Prove that if $x<y$, then $3x+2y<2x+3y<5y$

Question

I am stuck with the following problem:

Let $x,y \in \mathbb{R}$, prove that if $x<y$, then $$3x+2y<2x+3y<5y$$

I have the following:

Suppose $x<y$, then

$x+2x<y+2x$

$ \Rightarrow $ $3x<y+2x$

$ \Rightarrow $ $3x+2y<y+2x+2y$

$ \Rightarrow $ $3x+2y<3y+2x$

$ \Rightarrow $ $3x+2y<2x+3y$

How can I further prove that $3x+2y<2x+3y<5y$ ?

Answer 1

Start from $x<y$. Add $2x$ to both sides to get $3x<y+2x$. Now add $2y$ to both sides to get $3x+2y<3y+2x$.

As for the second inequality it is even easier.
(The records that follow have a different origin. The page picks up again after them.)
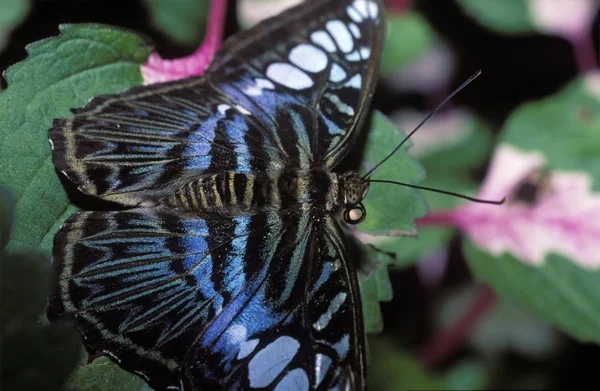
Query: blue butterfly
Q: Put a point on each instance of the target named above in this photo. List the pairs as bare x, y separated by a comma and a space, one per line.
228, 268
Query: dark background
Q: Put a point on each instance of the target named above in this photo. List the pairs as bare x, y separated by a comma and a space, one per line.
516, 69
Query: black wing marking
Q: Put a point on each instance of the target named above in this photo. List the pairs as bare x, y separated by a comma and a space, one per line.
307, 75
291, 92
148, 141
300, 328
144, 286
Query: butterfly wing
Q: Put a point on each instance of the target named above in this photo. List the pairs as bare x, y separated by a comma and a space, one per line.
146, 285
307, 75
146, 142
290, 92
298, 328
165, 293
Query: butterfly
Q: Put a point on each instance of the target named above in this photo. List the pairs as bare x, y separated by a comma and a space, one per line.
228, 266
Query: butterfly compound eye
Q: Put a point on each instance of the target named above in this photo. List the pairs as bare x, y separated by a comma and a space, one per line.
355, 214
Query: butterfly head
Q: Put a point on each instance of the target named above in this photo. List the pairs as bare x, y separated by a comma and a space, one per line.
355, 190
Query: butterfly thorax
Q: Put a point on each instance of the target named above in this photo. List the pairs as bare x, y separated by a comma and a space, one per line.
241, 193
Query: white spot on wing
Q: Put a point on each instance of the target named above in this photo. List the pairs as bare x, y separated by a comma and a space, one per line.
308, 57
353, 57
354, 14
294, 380
322, 363
355, 82
260, 85
337, 73
242, 110
236, 334
267, 364
334, 306
341, 35
343, 346
289, 76
246, 348
323, 39
222, 108
368, 9
355, 30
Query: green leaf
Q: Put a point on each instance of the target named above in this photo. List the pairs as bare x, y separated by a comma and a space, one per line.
102, 374
392, 369
500, 15
375, 287
467, 375
60, 73
447, 165
559, 291
391, 210
6, 215
12, 13
24, 290
41, 356
565, 127
408, 36
184, 21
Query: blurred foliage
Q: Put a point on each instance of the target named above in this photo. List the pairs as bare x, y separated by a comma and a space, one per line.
393, 369
102, 374
35, 355
12, 13
504, 16
565, 128
184, 21
391, 209
59, 73
408, 36
84, 61
448, 165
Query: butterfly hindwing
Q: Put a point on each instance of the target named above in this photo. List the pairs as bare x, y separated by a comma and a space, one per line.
246, 297
300, 326
145, 285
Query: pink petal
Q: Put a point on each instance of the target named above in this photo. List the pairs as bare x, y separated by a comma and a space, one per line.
566, 18
399, 6
565, 219
591, 83
157, 69
253, 11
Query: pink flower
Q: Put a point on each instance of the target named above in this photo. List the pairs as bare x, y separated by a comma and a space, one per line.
157, 69
560, 214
If $x<y$ then $2x+3y<2y+3y=5y$.

Answer 2

We have $$2x+3y<2y+3y = 5y$$

and $$2x+3y= 2x+2y+y>2x+2y+x = 3x+2y$$

Answer 3

You can prove that $3x+2y<2x+3y$ observing that$$(2x+3y)-(3x+2y)=y-x>0.$$And, since $x<y$, $2x+3y<2y+3y=5y$.